Updated Jan 13, 2022
Version 4.0

3 Comments

  • jasperdefesche's avatar
    jasperdefesche
    Copper Contributor

    Great feature but we run into a strange issue.

     

    Steps to reproduce:

    - change a document in cosmosdb

    - Run the pipeline that contains de changefeed-enabled dataflow.

    - Witness that the monitoring reports that one document is processed.

    - change a document in cosmosdb

    - Change something in development ADF

    - publish towards adf_publish branch which in our case triggers a release towards acceptance

    - once deployment is complete to acceptance, run the pipeline again

    - The run reports that no changes exist, where one document is expected.

     

    Dataflow source configuration:

     

    After analysis we notice that the arm template creation always changes the pipeline under the hood:


    "continuationSettings": {
    "customizedCheckpointKey": "9b29c1e3-aaca-4dee-a29f-c464b67b2f34"
    }

    The customizedCheckpointKey always contains a new/different guid, which is the suspected reason that the changefeed doesn't work any more after release. The documentation suggests that keeping the name of the pipeline and dataflow activity the same is the only requirement to not break the changefeed. But in our case this is not true.
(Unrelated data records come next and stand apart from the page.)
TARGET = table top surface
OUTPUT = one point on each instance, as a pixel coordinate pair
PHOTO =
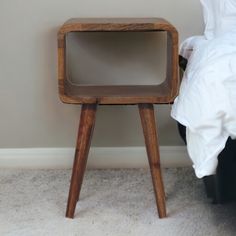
(116, 24)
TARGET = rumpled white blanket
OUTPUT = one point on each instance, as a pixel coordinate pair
(206, 104)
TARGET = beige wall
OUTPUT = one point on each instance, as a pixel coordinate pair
(31, 113)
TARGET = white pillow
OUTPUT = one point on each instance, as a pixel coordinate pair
(219, 17)
(227, 20)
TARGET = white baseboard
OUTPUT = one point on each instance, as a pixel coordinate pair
(99, 157)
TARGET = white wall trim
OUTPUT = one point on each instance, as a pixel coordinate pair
(99, 157)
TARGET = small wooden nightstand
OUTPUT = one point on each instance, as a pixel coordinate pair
(143, 95)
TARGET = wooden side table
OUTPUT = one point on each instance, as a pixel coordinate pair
(142, 95)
  • When attempting to configure an ADF dataflow as you show, I get this error when attempting a data preview from an existing and functioning (in an ADF pipeline)  Cosmos data source:

     

    DF-SRC-002 at Source 'SourceCosmosProfileUsers': 'masterKey' (Master Key) is required

     

    What's this about?

     

     

  • mischmuc's avatar
    mischmuc
    Copper Contributor

    CDC preview was also available for delta files but now it is gone. Is there any reaons for this?